The Hash Ribbons Indicator created by Charles Edwards uses the thirty- and sixty-day moving averages of bitcoin hash rate to determine when miner capitulation has occurred, and uses this to estimate local bitcoin bottoms.
Below is the history of the bitcoin price and every time that the hash ribbons indicator has flashed:
Miner Capitulation
Hash ribbons serve as such an effective and historically accurate buy indicator for bitcoin because it uses the changes in bitcoin hash rate to measure miner capitulation in the bitcoin market.

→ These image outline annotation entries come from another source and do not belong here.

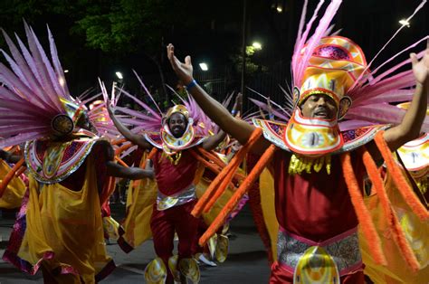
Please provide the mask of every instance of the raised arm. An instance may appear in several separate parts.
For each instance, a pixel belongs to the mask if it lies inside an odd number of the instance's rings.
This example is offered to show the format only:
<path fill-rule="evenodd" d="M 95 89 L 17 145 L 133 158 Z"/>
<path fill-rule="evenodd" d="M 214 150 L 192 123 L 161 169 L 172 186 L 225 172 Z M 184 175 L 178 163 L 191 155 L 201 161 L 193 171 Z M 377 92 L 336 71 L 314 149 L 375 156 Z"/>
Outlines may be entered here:
<path fill-rule="evenodd" d="M 247 122 L 233 117 L 228 109 L 226 109 L 220 102 L 211 98 L 198 84 L 193 84 L 193 67 L 191 64 L 191 57 L 185 58 L 185 63 L 181 62 L 175 56 L 175 48 L 173 44 L 167 47 L 168 60 L 171 67 L 175 71 L 177 77 L 188 87 L 188 91 L 196 100 L 204 112 L 216 123 L 224 131 L 237 139 L 242 145 L 244 145 L 249 139 L 254 129 L 253 126 Z M 264 139 L 254 146 L 256 152 L 263 152 L 269 144 Z"/>
<path fill-rule="evenodd" d="M 105 155 L 108 175 L 129 179 L 154 178 L 154 171 L 150 166 L 150 163 L 147 163 L 148 166 L 145 169 L 139 167 L 126 167 L 118 165 L 114 162 L 115 151 L 109 142 L 101 140 L 97 143 L 99 147 L 101 147 L 103 149 L 100 153 Z"/>
<path fill-rule="evenodd" d="M 419 137 L 423 121 L 426 116 L 429 92 L 429 41 L 424 55 L 420 62 L 415 53 L 411 53 L 410 57 L 416 88 L 413 100 L 402 122 L 385 131 L 384 137 L 392 151 L 396 151 L 406 142 Z"/>
<path fill-rule="evenodd" d="M 124 136 L 125 138 L 131 141 L 131 143 L 138 145 L 145 149 L 151 149 L 152 146 L 146 140 L 145 137 L 142 135 L 132 133 L 129 128 L 127 128 L 120 121 L 116 118 L 114 110 L 112 109 L 110 104 L 108 102 L 106 104 L 109 116 L 113 121 L 113 124 L 118 128 L 118 130 Z"/>

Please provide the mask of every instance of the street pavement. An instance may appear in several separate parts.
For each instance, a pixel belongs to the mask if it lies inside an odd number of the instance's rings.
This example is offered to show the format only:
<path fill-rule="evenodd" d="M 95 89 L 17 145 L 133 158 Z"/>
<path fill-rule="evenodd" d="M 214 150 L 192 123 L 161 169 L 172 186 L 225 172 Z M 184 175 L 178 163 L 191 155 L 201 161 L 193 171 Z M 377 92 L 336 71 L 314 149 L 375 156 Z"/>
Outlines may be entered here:
<path fill-rule="evenodd" d="M 116 220 L 123 218 L 125 207 L 112 205 L 112 215 Z M 13 214 L 0 217 L 0 255 L 3 255 L 5 241 L 9 238 L 14 223 Z M 200 283 L 267 283 L 270 268 L 267 254 L 254 227 L 247 206 L 231 222 L 228 258 L 217 267 L 200 266 Z M 3 242 L 2 242 L 3 240 Z M 114 259 L 116 270 L 101 283 L 144 283 L 144 269 L 154 259 L 152 241 L 149 240 L 129 254 L 112 242 L 108 251 Z M 0 260 L 0 284 L 43 283 L 41 274 L 29 276 Z"/>

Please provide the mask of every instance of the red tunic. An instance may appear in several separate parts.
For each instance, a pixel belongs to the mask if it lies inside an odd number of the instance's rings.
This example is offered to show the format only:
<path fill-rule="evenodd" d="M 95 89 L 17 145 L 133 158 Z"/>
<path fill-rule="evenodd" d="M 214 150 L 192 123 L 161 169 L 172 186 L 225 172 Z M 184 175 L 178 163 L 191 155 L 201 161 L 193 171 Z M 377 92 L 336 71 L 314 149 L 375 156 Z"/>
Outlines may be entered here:
<path fill-rule="evenodd" d="M 273 159 L 275 207 L 279 224 L 286 231 L 313 241 L 322 241 L 358 225 L 338 156 L 333 156 L 331 173 L 290 175 L 291 153 L 279 151 Z M 358 181 L 365 168 L 352 153 Z"/>
<path fill-rule="evenodd" d="M 153 157 L 155 178 L 158 190 L 165 195 L 172 195 L 192 184 L 198 163 L 188 150 L 182 151 L 182 156 L 176 166 L 162 153 L 162 150 L 158 150 Z"/>

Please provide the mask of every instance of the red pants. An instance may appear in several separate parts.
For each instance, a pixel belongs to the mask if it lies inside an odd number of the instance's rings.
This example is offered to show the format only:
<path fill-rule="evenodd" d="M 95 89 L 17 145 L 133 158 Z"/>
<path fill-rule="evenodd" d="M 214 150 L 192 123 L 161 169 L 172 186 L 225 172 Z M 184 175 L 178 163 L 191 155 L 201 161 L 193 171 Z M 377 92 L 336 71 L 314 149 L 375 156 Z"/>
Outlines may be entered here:
<path fill-rule="evenodd" d="M 162 259 L 168 271 L 168 259 L 173 255 L 175 232 L 179 239 L 178 259 L 192 257 L 192 246 L 198 227 L 198 219 L 191 215 L 195 203 L 195 200 L 191 201 L 164 211 L 157 210 L 157 204 L 154 205 L 150 229 L 155 252 Z"/>
<path fill-rule="evenodd" d="M 342 284 L 364 284 L 364 271 L 358 270 L 355 273 L 343 275 L 339 278 Z M 270 275 L 270 284 L 293 283 L 293 275 L 281 268 L 278 262 L 272 265 L 272 274 Z"/>

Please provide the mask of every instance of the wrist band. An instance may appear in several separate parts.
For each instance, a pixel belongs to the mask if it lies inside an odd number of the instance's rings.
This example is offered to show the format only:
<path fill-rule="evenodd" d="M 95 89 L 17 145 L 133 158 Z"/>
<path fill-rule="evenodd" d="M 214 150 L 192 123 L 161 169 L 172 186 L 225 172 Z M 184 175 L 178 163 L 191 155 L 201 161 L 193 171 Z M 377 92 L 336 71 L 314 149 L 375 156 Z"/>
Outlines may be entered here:
<path fill-rule="evenodd" d="M 193 79 L 192 81 L 186 85 L 186 90 L 190 90 L 192 88 L 195 86 L 196 86 L 196 80 Z"/>

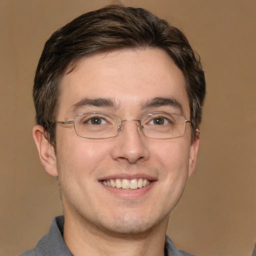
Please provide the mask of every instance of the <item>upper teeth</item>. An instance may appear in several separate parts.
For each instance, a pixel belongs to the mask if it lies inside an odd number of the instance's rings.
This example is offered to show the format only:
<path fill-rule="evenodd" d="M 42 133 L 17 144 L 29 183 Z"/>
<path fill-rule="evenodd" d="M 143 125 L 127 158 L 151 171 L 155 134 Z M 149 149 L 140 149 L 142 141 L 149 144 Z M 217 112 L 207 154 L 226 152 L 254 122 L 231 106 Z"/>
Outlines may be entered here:
<path fill-rule="evenodd" d="M 149 185 L 151 182 L 146 178 L 134 178 L 132 180 L 126 180 L 126 178 L 116 180 L 102 180 L 102 182 L 104 185 L 113 188 L 116 187 L 118 188 L 136 190 L 136 188 L 146 186 Z"/>

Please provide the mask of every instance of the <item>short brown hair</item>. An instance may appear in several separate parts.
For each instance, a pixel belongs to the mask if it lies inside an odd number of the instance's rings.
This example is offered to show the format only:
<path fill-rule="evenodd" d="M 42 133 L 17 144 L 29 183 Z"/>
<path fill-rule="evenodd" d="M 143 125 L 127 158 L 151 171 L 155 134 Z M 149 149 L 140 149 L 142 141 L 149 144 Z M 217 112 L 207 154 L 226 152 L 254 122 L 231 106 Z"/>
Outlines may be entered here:
<path fill-rule="evenodd" d="M 47 40 L 36 69 L 33 90 L 36 121 L 56 146 L 56 118 L 60 81 L 84 57 L 124 48 L 164 50 L 186 80 L 192 140 L 202 118 L 206 83 L 199 57 L 184 34 L 141 8 L 112 5 L 90 12 L 57 30 Z"/>

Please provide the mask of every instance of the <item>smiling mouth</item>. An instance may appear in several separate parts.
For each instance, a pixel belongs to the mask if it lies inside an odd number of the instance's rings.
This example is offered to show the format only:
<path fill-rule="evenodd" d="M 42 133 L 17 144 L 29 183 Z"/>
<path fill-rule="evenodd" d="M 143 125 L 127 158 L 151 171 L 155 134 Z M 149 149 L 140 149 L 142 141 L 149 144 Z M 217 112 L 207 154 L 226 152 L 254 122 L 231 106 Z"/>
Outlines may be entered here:
<path fill-rule="evenodd" d="M 102 182 L 104 185 L 124 190 L 136 190 L 151 184 L 151 182 L 146 178 L 133 178 L 132 180 L 127 180 L 126 178 L 110 179 L 102 180 Z"/>

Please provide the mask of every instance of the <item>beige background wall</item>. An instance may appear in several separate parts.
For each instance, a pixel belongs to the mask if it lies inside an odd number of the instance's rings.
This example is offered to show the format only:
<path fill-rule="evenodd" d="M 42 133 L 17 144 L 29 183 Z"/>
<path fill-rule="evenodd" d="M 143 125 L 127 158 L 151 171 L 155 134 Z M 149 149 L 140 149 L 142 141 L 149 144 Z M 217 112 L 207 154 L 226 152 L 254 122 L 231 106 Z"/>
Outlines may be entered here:
<path fill-rule="evenodd" d="M 58 28 L 106 0 L 0 0 L 0 255 L 34 246 L 62 214 L 32 136 L 34 75 Z M 256 239 L 256 1 L 124 0 L 179 27 L 208 86 L 196 171 L 168 234 L 198 256 L 246 256 Z"/>

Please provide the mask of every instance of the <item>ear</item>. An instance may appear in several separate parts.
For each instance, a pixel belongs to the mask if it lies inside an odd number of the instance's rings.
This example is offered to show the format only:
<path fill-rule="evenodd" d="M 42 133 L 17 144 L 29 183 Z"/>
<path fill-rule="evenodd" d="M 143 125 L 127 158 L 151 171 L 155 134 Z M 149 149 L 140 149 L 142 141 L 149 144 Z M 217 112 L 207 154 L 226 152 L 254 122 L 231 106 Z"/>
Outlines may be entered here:
<path fill-rule="evenodd" d="M 54 148 L 47 139 L 44 129 L 41 126 L 36 126 L 32 132 L 42 164 L 49 174 L 58 176 Z"/>
<path fill-rule="evenodd" d="M 190 176 L 194 172 L 196 169 L 196 156 L 198 155 L 198 148 L 199 147 L 199 130 L 196 129 L 196 138 L 194 141 L 191 144 L 190 147 L 190 168 L 188 170 L 188 176 Z"/>

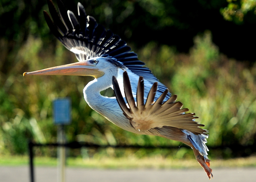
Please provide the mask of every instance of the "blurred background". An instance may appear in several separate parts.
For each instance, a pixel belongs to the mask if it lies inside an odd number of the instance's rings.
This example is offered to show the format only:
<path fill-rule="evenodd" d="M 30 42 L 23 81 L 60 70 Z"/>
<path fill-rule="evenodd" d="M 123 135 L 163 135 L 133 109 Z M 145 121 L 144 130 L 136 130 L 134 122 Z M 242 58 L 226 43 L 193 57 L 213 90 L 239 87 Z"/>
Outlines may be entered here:
<path fill-rule="evenodd" d="M 126 41 L 184 107 L 196 113 L 209 131 L 210 158 L 256 154 L 256 0 L 80 1 L 87 15 Z M 63 1 L 77 15 L 78 0 Z M 68 97 L 69 142 L 170 146 L 82 148 L 70 150 L 70 157 L 194 158 L 191 149 L 178 149 L 185 147 L 181 143 L 126 131 L 91 109 L 82 90 L 92 78 L 23 77 L 25 72 L 77 61 L 50 32 L 44 10 L 49 12 L 46 0 L 0 1 L 0 156 L 26 156 L 29 139 L 56 142 L 52 101 Z M 113 94 L 109 89 L 102 94 Z M 35 151 L 38 157 L 56 156 L 54 147 Z"/>

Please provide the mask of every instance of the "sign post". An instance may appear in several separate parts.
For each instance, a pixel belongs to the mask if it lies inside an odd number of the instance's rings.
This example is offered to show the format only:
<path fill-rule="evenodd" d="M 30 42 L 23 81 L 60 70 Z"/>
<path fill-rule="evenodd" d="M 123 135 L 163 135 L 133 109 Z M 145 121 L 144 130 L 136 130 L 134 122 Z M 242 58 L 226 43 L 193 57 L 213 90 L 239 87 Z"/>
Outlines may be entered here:
<path fill-rule="evenodd" d="M 54 101 L 54 123 L 57 126 L 57 140 L 58 143 L 66 143 L 66 136 L 64 130 L 65 125 L 70 123 L 70 101 L 68 98 L 57 99 Z M 66 150 L 64 146 L 58 147 L 58 182 L 65 182 Z"/>

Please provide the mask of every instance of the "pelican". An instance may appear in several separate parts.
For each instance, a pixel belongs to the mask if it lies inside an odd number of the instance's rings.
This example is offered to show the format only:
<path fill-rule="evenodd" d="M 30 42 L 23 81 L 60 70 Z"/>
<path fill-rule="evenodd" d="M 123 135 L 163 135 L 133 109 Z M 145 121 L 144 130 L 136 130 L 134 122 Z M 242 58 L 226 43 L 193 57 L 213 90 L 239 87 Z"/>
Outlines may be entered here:
<path fill-rule="evenodd" d="M 206 145 L 207 130 L 195 120 L 194 113 L 185 113 L 176 95 L 151 73 L 145 64 L 131 52 L 118 35 L 106 30 L 84 7 L 77 5 L 78 20 L 67 12 L 61 0 L 59 12 L 51 0 L 47 0 L 53 21 L 44 14 L 51 32 L 78 62 L 31 72 L 28 75 L 91 76 L 95 79 L 84 89 L 84 99 L 94 110 L 126 130 L 142 135 L 158 136 L 179 141 L 191 147 L 197 162 L 209 179 L 213 176 Z M 116 97 L 102 96 L 100 92 L 113 88 Z"/>

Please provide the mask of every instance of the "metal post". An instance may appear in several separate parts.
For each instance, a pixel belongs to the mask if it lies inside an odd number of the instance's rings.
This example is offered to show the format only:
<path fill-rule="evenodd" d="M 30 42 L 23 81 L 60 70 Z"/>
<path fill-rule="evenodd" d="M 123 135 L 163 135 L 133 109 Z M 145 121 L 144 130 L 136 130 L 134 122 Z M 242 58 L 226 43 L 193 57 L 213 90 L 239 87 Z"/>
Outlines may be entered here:
<path fill-rule="evenodd" d="M 64 126 L 58 126 L 57 138 L 58 143 L 61 144 L 65 142 Z M 66 163 L 65 148 L 64 146 L 58 147 L 58 182 L 65 182 L 65 167 Z"/>
<path fill-rule="evenodd" d="M 34 182 L 34 166 L 33 161 L 34 155 L 33 153 L 33 147 L 34 144 L 31 141 L 29 143 L 29 167 L 30 173 L 30 181 Z"/>

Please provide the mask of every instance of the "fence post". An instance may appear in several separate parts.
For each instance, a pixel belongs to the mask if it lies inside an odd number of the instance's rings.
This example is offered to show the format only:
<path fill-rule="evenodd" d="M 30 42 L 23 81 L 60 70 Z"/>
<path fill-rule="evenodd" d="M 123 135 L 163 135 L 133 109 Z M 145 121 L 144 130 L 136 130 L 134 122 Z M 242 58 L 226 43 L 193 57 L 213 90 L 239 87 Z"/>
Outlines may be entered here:
<path fill-rule="evenodd" d="M 34 154 L 33 153 L 33 147 L 34 143 L 31 141 L 29 142 L 29 167 L 30 173 L 30 182 L 34 182 L 34 165 L 33 163 Z"/>

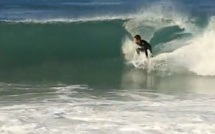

During periods where mining operations are turning off their rigs, it shows that it is uneconomical to mine. Hash rate declines, blocks are mined slower than the 10-minute block target, and eventually difficulty will adjust downwards to encourage these miners to plug back in.
This is typically the process in which miners turn off their machines in large numbers, which is subsequently followed by the hash ribbon indicator signaling capitulation, followed by an eventual buy signal.
However, the cause for the massive decrease in hash rate wasn’t entirely caused by increased competitiveness in the mining industry driving profits down, but rather because of political decree in what ended up being the largest nation-state attack on bitcoin ever, from the arms of the Chinese Communist Party.
Over the course of six weeks the bitcoin mean hash rate declined by 53%, and although the capitalution event was more artificial, the decline in hash rate still had a very meaningful impact on miner revenues for those who still remained plugged in.
As seen in the July monthly report, daily revenue for bitcoin miners declined from a high of $67.5 million per day in May to a low of $19.8 million per day in early July.
Not only were the remaining miners squeezed while difficulty was lagging in the midst of four straight downwards adjustments, but mining operations in China who were abruptly faced with moving their entire operations out of the country most definitely had to liquidate reserves, of which a majority can be assumed to have been stored in bitcoin (as is the case with all miners, who aim to hodl as much bitcoin as possible).